Time to deregulate labour, March 2009
'IR rollback is the surest way to ensure that Australia fully shares other nations' experience of serious and prolonged recession.

'The question is whether Australians want a mild recession or a serious recession'.

Aussie jobs roaring - is this due to WorkChoices?, January 2010.
'If Henry's prediction turns out to be correct, abandoning WorkChoices will be seen as a big economic policy mistake, and the voters will have no-one to call upon, except Mr. Howard himself, assuming he could be coaxed out of retirement.  (About as likely as Shane Warne coming back for the next Ashes series, I suspect.)'

Strangling the golden goose, March 2010
'Boom and bust have many benefits. The chief cost of the busts may be increasingly intrusive and restrictive regulation of business. This may eventually outweigh the net benefits, if indeed it has not already done so'.

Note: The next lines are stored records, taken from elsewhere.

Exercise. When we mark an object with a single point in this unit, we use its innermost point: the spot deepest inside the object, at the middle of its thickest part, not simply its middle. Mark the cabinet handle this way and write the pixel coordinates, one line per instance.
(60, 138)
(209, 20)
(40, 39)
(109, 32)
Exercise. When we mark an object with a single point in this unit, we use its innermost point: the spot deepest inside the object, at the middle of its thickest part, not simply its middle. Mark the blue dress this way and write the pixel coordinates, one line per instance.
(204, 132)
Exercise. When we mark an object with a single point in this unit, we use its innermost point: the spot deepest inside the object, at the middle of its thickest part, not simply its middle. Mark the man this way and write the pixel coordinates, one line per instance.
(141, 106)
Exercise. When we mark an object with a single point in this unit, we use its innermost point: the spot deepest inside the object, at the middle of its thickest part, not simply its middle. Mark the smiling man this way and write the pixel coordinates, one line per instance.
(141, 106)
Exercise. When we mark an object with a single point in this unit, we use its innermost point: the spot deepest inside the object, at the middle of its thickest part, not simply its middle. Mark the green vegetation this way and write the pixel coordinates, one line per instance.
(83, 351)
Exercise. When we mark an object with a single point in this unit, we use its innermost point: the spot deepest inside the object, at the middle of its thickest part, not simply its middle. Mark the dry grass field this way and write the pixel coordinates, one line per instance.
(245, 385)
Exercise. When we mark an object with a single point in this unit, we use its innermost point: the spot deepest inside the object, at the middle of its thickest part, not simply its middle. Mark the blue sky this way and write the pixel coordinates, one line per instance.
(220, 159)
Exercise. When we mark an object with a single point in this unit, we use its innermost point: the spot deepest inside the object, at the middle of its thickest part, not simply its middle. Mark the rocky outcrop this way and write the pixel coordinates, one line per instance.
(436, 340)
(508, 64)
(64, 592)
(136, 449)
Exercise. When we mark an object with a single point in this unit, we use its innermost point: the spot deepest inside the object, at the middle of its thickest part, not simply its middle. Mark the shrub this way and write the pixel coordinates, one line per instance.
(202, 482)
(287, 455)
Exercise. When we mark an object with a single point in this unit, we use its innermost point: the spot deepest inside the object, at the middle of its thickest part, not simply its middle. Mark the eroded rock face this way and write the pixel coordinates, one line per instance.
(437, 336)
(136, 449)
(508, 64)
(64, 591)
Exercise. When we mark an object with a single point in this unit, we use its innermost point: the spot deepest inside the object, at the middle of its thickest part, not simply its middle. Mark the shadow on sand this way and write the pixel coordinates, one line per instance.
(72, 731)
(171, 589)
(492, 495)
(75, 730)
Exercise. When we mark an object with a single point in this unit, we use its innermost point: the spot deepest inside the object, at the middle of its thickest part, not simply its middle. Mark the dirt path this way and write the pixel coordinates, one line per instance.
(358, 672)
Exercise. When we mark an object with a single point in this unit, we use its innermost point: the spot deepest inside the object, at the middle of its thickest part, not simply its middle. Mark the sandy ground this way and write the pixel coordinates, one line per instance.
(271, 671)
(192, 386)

Our fool's paradise, November 2010

What happens when the terms of trade turn down? Do we have the mother of property crashes?

In accord with a former critic, December 2010

Paul Keating stakes his claim to be Australia's Paul Volcker, and gains support from Henry.

The coming inflationary storm, January 2011

Global inflation is on the rise. In Australia domestic wage and price inflation is also on the rise, and will be augmented in the immediate by food price inflation due to the horrific floods in Northern Australia.

The RBA has a difficult and complex task before it, and may already have moved too little, too late to tighten australia's monetary policy.